2012.7616 -2.5110347 3.2178345 5.7288690
2012.7644 -2.5438836 3.2639320 5.8078156
2012.7671 -2.5474968 3.3444827 5.8919797
2012.7699 -2.5723860 3.4188128 5.9911985

Jim_pettit

@Wipneus: excellent. Thanks!

@Neven: I believe you are correct, sir!

Seke Rob

Interestingly, MASIE shows "ice free" periods as below:

Kara:
2011 Never Ice Free
2012 Sep.10-present
Barentsz
2011 Sep.21-Oct.3
2012 Aug.18-Present

Absent numerical data, the MASIE plots for 2008-2010 do not show even remotely such conditions as what's now appearing in 2012.

Atmos shows just very little in those seas.

BTW, read somewhere last week that SHELL, notwithstanding what they said before, is now simultaneously drilling in 2 locations in the Arctic.

Wipneus

Oct 12:

2012.7671 -2.5474968 3.3444827 5.8919797
2012.7699 -2.5723860 3.4188128 5.9911985
2012.7726 -2.5548999 3.5111563 6.0660563
2012.7754 -2.5848627 3.5689819 6.1538448

The next week the mean area increases on average by a century. A perfect setting for big anomaly drops.

Artful Dodger

Hi Folks,

The 2012 sea ice area (SIA) anomaly is currently -273 K km² below 2007 on the same day.

In 2007, SIA Anomaly decreased an additional 320 K over the next 9 days.

If that pattern repeats this years, we will see a minimum SIA anomaly around -2.9 M km² on 2012.8000

That's more than Western Australia and the state of Victoria combined.

Just sayin'.

Werther

Lodger, hi,

The minimum anomaly will probably fall in the coming days. But refreeze is surprisingly fast and similar to what we saw last year.

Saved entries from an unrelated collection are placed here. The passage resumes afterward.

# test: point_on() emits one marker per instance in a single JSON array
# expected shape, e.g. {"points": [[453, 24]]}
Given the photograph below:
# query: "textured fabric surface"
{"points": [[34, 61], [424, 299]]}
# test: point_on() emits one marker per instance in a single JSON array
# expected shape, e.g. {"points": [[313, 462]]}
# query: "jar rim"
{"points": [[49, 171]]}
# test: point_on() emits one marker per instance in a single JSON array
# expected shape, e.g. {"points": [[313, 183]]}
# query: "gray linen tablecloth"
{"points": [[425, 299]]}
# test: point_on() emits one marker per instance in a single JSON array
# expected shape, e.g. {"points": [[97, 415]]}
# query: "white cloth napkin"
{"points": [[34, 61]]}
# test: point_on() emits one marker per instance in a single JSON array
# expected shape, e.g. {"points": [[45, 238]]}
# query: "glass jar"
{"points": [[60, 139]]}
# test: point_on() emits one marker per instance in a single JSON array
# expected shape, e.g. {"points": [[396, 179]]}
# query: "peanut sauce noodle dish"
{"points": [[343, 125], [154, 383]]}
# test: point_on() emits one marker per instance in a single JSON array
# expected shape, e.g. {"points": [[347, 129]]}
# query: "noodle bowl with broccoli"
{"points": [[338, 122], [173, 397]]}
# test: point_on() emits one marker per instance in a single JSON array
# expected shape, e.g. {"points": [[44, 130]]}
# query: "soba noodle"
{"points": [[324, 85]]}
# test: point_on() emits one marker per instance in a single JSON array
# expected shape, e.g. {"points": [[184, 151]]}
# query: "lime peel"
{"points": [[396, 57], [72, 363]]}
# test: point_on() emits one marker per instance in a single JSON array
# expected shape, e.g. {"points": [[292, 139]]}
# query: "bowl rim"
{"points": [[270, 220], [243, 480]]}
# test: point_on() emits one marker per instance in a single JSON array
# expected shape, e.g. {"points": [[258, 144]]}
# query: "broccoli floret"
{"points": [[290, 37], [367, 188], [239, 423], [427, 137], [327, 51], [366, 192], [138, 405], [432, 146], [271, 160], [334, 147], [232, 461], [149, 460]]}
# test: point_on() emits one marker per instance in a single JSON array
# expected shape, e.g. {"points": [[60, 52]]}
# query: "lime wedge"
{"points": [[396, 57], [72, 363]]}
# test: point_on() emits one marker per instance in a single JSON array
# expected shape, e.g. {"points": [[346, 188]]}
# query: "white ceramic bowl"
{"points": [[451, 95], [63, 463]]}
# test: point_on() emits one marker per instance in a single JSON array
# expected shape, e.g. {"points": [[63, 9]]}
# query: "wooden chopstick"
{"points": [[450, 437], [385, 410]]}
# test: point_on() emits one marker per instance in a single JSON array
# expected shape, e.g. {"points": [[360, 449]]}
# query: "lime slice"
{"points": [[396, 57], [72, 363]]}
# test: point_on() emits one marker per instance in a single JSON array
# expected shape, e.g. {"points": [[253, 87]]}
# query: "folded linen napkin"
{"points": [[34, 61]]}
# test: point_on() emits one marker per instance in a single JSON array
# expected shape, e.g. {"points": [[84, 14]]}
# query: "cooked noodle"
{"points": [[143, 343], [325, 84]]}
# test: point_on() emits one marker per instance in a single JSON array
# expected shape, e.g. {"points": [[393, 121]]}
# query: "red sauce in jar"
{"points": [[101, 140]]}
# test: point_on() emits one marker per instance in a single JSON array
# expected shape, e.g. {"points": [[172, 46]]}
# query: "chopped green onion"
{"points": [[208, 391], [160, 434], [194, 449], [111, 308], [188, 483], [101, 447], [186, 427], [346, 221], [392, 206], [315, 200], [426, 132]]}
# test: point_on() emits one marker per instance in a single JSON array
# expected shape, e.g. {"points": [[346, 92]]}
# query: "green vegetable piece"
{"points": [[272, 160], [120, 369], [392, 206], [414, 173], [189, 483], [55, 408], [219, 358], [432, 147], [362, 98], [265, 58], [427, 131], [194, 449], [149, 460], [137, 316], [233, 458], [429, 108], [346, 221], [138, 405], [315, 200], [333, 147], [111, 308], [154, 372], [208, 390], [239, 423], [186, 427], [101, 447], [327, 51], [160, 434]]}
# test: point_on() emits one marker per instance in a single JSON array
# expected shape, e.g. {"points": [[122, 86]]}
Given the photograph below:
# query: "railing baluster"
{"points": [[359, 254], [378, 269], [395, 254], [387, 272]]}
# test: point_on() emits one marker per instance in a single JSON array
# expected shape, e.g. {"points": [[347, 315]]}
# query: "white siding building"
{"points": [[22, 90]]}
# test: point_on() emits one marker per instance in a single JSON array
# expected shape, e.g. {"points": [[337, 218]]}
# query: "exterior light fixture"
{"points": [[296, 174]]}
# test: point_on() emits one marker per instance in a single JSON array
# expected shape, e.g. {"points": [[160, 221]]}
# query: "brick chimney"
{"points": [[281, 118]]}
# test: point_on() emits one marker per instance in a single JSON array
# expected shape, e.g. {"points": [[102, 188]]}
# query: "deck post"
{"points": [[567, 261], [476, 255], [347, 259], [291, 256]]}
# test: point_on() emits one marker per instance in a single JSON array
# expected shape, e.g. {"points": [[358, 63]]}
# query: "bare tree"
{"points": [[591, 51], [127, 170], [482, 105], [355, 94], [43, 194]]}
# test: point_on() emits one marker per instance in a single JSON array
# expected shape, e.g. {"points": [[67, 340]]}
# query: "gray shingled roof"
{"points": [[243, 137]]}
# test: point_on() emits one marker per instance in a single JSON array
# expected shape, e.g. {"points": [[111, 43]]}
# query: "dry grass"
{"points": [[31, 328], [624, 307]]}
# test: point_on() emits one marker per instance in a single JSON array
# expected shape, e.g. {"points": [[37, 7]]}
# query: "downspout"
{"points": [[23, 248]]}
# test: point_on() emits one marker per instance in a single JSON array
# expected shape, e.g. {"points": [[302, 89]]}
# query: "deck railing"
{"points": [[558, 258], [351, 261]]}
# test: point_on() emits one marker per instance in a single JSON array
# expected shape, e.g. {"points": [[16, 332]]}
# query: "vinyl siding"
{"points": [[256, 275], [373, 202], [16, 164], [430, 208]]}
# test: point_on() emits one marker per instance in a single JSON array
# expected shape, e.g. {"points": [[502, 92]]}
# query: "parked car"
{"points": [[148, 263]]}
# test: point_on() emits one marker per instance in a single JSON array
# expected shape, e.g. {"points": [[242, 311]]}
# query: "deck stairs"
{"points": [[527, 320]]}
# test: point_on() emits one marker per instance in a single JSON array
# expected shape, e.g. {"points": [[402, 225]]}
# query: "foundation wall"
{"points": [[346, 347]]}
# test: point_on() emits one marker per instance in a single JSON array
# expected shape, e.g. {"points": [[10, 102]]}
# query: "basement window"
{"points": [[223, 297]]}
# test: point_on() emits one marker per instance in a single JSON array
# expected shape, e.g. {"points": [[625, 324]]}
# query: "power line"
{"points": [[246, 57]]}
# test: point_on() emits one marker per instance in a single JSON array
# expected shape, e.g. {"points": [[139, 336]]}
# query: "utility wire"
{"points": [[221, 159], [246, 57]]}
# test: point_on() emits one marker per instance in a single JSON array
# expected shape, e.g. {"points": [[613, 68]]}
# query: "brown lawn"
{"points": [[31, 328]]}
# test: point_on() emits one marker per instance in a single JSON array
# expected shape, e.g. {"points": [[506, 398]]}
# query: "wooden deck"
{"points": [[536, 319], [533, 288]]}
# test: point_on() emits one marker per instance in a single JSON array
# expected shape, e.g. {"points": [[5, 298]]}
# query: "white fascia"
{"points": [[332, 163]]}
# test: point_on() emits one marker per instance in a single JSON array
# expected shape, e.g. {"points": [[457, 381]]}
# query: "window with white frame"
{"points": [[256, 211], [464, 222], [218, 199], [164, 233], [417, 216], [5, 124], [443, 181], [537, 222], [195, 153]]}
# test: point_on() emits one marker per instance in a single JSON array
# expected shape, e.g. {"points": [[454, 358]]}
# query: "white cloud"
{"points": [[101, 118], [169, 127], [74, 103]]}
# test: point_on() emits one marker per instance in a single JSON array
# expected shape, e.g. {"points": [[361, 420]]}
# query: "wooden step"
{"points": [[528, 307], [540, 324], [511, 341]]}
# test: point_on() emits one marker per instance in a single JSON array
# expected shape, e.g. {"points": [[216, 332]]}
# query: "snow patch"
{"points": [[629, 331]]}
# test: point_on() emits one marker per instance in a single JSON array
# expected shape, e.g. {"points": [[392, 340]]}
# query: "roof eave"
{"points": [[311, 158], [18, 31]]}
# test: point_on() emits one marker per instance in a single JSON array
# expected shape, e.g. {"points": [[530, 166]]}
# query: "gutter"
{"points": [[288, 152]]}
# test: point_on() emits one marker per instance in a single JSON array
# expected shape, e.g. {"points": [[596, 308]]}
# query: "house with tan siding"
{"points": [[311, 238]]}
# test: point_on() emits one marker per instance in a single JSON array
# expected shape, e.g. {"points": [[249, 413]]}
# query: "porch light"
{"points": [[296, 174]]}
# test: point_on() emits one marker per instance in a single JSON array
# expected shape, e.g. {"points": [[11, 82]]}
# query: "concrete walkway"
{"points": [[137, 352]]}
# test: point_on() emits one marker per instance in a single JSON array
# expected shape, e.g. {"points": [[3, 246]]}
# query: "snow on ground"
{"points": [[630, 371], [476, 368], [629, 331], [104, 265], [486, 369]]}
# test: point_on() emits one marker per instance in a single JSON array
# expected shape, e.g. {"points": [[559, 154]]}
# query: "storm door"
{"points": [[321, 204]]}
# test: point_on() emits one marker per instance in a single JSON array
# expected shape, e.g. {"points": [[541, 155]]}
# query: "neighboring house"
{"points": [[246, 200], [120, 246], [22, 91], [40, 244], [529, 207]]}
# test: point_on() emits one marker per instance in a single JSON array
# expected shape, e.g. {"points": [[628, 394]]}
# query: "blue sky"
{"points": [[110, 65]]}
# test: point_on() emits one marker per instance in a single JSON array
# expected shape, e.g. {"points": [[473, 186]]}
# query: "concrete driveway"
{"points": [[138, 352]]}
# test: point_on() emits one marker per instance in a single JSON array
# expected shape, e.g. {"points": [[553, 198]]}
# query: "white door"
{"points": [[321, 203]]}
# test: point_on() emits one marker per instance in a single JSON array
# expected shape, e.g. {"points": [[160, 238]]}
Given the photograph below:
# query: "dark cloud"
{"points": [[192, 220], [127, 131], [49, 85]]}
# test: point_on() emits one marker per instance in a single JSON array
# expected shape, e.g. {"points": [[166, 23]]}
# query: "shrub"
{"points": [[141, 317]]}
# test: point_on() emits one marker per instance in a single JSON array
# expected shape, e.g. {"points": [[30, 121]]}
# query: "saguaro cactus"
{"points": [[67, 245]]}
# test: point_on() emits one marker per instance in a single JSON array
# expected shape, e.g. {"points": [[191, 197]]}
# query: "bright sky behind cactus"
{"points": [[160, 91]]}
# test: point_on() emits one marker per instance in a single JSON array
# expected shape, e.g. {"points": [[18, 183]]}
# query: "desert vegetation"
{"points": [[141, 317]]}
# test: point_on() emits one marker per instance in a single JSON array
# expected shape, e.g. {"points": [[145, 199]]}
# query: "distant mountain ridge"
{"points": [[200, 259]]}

Referring to my calculations yesterday evening on skin surface temps first week of October, it looks like Chris Reynolds is right in his assumption that there's not as much excess heat in the top sea layer as in October 2007.

After having chewed this, I acquired a new perspective on the bizarre 2007 downfall. If a similar configuration might happen again next year, there'll be no shred of ice left.

Under accelerating forcing, effects are manifested in different aspects/locales of our biosphere. Arctic Sea Ice being one of these, is bumping down to its demise.
Others, like the GIS, the Great American Plains ASO, took a less expected blow.

Wipneus

RECORD ANOMALY RECORD

2012.7754 -2.5848627 3.5689819 6.1538448
2012.7781 -2.6094835 3.6361835 6.2456670
2012.7808 -2.6235602 3.7192922 6.3428521
2012.7836 -2.7054472 3.7270412 6.4324884

6 days before 2007

2007.8000 -2.6349814 4.4081578 7.0431390

Jim Pettit

As Wipneus correctly noted, a new CT SIA anomaly record has been set. 2012 has now seen 76 days with a negative anomaly greater than 2 million km2, including the last 74 consecutive days. (Only 130 days in the entire CT SIA record have seen a negative anomaly greater than 2 million km2.) During this ongoing 74-day stretch, 11 of the 20 largest anomalies have occurred, including the first, fourth, sixth, and ninth largest ones (The remainder of the top ten occurred in October 2007).

2012 daily SIA has set a new daily record minimum for the last 107 consecutive days, and 123 of the past 128.